Tem, tem, sim. Todos temos. Nem sempre é a melhor ideia utilizar um conceito econômico para trabalhar um problema social. Seres vivos são chamados assim justamente por não serem objetos inanimados nem conceitos etéreos. Entretanto, acho que cabe aqui uma sutil intromissão. Afinal, o que é valor? Valor é um conceito que permeia o âmago do nosso cotidiano e embebe toda a superfície.

Compramos e vendemos produtos por um preço arbitrário definido pelo Mercado, com base em um valor de referencial imaterial, denominado trabalho, no caso, de confecção, dimensionado pelo esforço produtivo, cuja intensidade é determinada pelo tempo requerido. Criamos e rompemos laços afetivos e relacionamentos, aos quais se atribui valores. Da mesma forma, nos relacionamos com nós mesmos e nos atribuímos valores.
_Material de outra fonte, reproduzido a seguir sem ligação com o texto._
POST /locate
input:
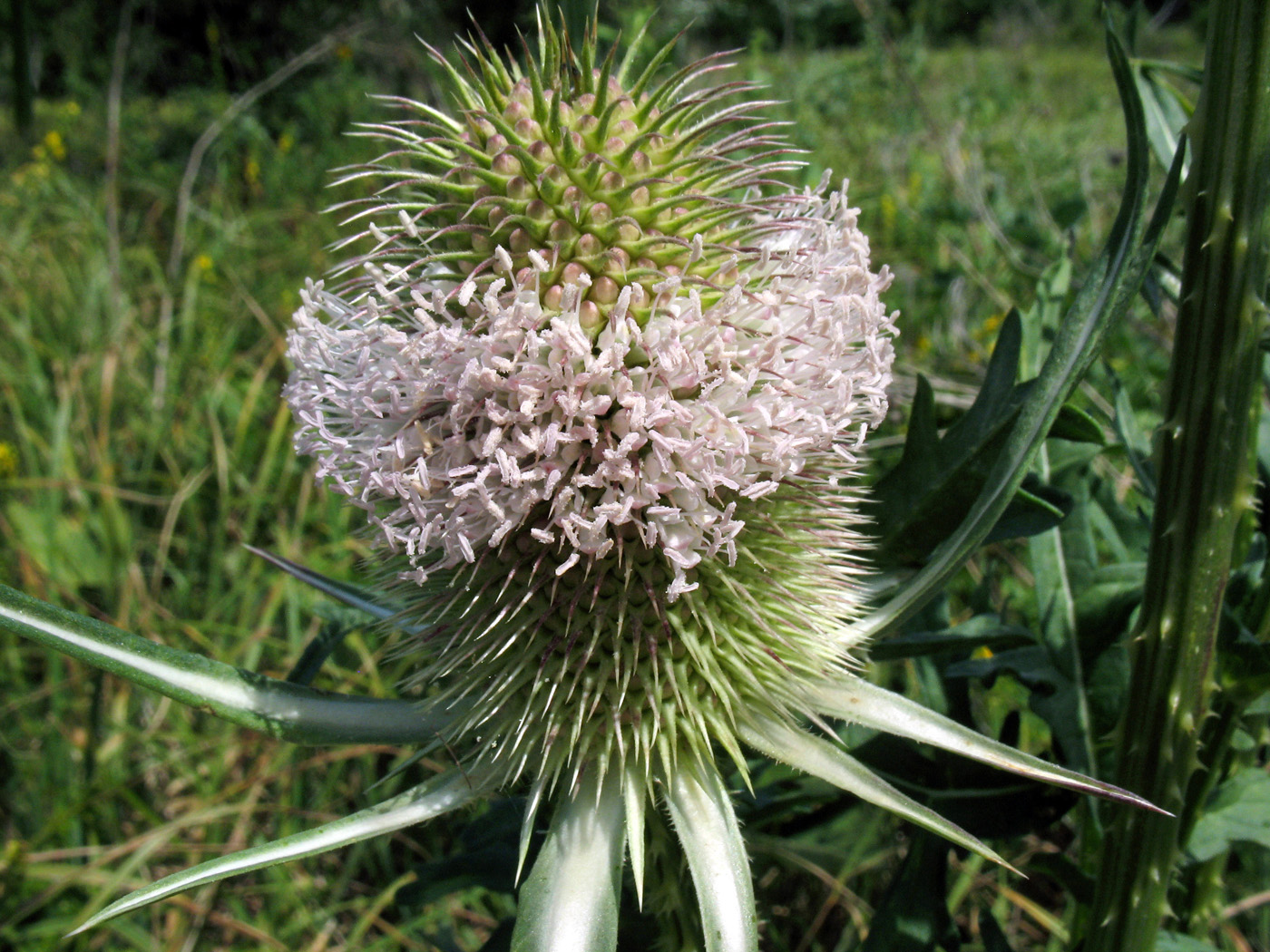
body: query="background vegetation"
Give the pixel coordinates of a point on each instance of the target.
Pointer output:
(155, 234)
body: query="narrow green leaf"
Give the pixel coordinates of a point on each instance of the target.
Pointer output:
(569, 901)
(423, 802)
(1077, 425)
(856, 701)
(708, 829)
(822, 759)
(276, 707)
(637, 799)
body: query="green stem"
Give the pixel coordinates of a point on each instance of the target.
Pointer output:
(1206, 472)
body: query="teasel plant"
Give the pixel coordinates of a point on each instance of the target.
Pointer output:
(602, 386)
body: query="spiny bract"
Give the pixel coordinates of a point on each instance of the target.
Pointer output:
(600, 386)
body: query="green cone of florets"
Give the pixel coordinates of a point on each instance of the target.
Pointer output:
(607, 175)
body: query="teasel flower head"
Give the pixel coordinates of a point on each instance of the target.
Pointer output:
(601, 384)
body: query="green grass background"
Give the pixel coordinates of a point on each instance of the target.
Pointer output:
(139, 453)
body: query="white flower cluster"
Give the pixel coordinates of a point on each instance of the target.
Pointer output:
(457, 433)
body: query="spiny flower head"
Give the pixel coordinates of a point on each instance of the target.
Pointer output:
(605, 395)
(601, 387)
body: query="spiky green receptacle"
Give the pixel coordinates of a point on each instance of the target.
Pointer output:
(597, 668)
(615, 178)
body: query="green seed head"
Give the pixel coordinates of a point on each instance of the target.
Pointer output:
(596, 181)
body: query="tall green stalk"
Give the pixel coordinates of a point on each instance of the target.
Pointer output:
(1206, 472)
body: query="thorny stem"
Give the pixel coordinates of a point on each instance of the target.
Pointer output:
(1206, 473)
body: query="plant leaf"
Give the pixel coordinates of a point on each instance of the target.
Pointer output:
(856, 701)
(276, 707)
(981, 631)
(438, 796)
(1238, 812)
(1107, 294)
(708, 829)
(569, 901)
(937, 479)
(822, 759)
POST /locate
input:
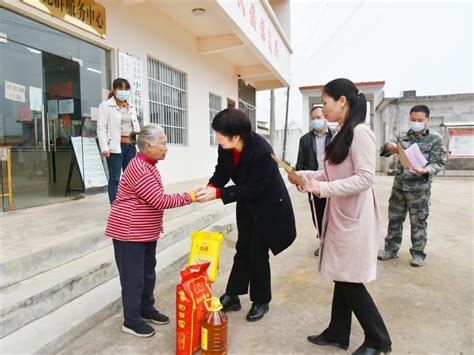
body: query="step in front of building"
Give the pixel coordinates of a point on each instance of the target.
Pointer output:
(26, 301)
(55, 330)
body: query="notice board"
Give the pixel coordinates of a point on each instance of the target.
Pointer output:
(89, 161)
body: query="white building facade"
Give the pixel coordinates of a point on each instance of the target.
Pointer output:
(186, 60)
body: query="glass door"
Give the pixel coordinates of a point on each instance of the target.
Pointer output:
(22, 123)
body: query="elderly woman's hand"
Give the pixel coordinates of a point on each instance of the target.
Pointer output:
(206, 194)
(312, 186)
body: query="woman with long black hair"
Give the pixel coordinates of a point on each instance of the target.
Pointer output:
(350, 239)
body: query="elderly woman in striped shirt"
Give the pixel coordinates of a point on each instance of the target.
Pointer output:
(135, 223)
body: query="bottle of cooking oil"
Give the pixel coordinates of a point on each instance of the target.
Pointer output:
(214, 329)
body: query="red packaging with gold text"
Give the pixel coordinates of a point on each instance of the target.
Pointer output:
(194, 289)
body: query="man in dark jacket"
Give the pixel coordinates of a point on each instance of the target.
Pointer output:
(311, 157)
(265, 219)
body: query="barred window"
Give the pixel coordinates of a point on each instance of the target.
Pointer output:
(215, 106)
(168, 100)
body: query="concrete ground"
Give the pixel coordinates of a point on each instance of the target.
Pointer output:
(427, 310)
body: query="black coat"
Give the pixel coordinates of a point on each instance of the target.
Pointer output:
(259, 187)
(307, 151)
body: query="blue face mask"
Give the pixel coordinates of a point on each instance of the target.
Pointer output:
(122, 95)
(318, 124)
(417, 126)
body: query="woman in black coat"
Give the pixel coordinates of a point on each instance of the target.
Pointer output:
(265, 219)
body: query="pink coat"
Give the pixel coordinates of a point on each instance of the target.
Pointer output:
(351, 221)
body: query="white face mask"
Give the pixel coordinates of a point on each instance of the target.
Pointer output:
(318, 124)
(417, 126)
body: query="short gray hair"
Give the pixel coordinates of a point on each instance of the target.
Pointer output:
(148, 134)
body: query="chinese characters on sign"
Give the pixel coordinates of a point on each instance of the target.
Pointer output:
(86, 14)
(265, 31)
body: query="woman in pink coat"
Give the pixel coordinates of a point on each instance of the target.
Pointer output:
(351, 222)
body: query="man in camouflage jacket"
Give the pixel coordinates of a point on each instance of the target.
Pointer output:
(412, 187)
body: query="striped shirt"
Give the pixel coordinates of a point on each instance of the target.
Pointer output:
(137, 212)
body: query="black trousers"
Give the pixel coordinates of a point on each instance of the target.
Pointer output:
(136, 263)
(354, 297)
(320, 205)
(251, 261)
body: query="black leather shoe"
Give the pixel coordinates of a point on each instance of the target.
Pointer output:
(366, 350)
(257, 311)
(324, 340)
(230, 303)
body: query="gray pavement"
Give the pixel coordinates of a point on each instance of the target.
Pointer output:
(427, 310)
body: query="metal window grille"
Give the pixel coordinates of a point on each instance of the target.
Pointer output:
(251, 112)
(168, 100)
(215, 106)
(435, 124)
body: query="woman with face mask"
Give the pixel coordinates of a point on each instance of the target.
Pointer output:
(116, 120)
(135, 224)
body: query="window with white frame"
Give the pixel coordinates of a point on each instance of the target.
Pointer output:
(167, 97)
(435, 124)
(215, 106)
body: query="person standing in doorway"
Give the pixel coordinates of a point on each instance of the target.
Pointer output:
(350, 238)
(116, 120)
(411, 189)
(311, 157)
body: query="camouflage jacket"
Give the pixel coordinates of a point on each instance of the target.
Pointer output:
(432, 147)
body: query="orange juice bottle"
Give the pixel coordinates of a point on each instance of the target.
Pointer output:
(214, 329)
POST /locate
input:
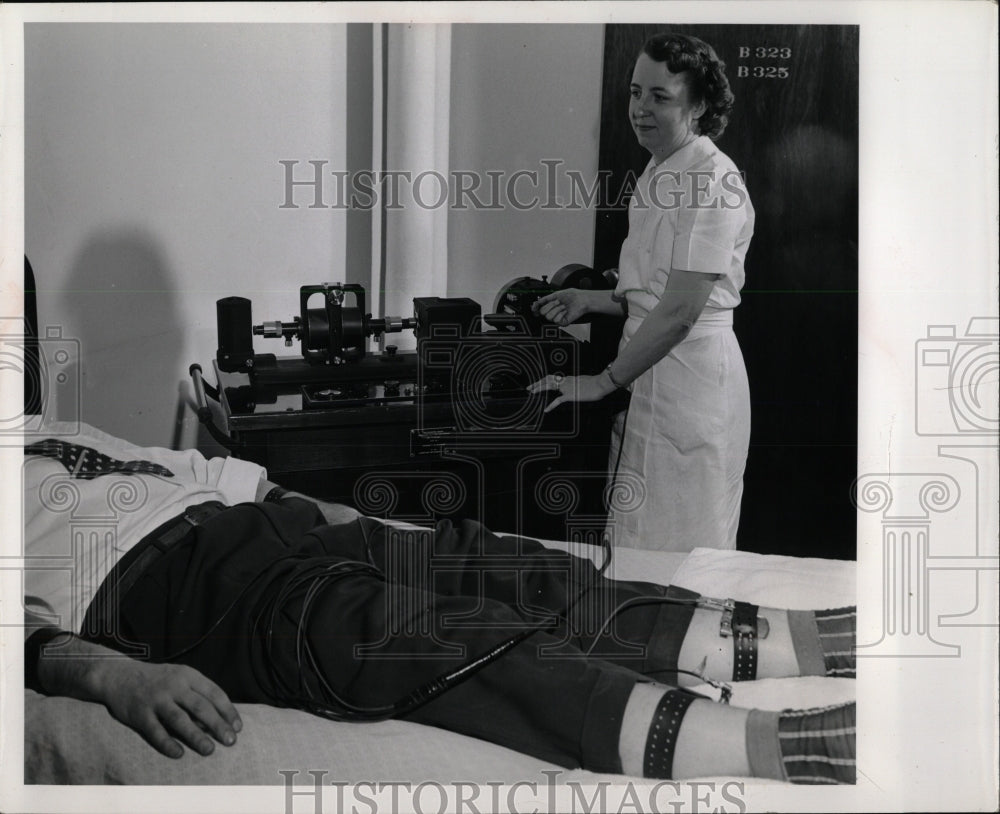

Portanto, como se pode ver, há uma confluência de valores no ser: o valor objetivo, externo, de outros sujeitos que analisam o objeto, e o valor subjetivo, interno, proposto pelo próprio sujeito em autoanálise. Agora, acompanhe o raciocínio e, se eu estiver errado, informe nos comentários, por favor.

Quando pedimos que “a mina” se valorize, sem nos referirmos a minas de extração mineral ou à amina que constitui o material genético, estamos, de fato, pedindo que ela atribua valor subjetivo a si. Se o valor é determinado pelo tempo, então, visando incrementar seu valor, a garota deveria conferir melhor qualidade ao seu tempo. Sendo, o valor, subjetivo, conferir melhor qualidade ao tempo consistiria na garota empregar o próprio tempo em atividades que a agradem.

Portanto, ao pedir que a garota se valorize, estamos pedindo que ela faça algo que goste. Se o que ela gosta de fazer é ler romances, então, que leia romances; se gostar de estudar química, que estude química; se gostar de sentar na branca e sentar na preta, que tenha duas bucetas; se gostar de rezar aos domingos, reze aos domingos. Não adianta colocar a exatóide para ler Camões, nem a funkeira pra ir à missa, nem a crente pra fazer conta, nem a fefeleche pra dançar funk, ou quaisquer permutações.

“Tire a sua moral do meu útero!” Quando vi essa pichação em uma parede da faculdade de Letras da USP, ri, impressionado com a criatividade da autora. No entanto, percebo, agora, que ela não foi tão criativa quanto foi observadora. Se existisse algo como estupro psicológico, esses grandes moralistas já deveriam ter ficha criminal. Porém, nada mais natural, estamos acostumados à incoerência. Sem ela, a rotina parece vazia.

Todos os supracitados devidamente abrangidos e delineados, grafo, aqui, o epigrama desse amálgama vocabular para esclarecer aos incautos fiscais do cu alheio e sonegadores de impostos no tempo vago o mote desta reflexão, para consultas posteriores. Sempre que apetecer dar piteco na vida da mina, lembre-se: não confunda EMPODERAMENTO com EMPUDORAMENTO.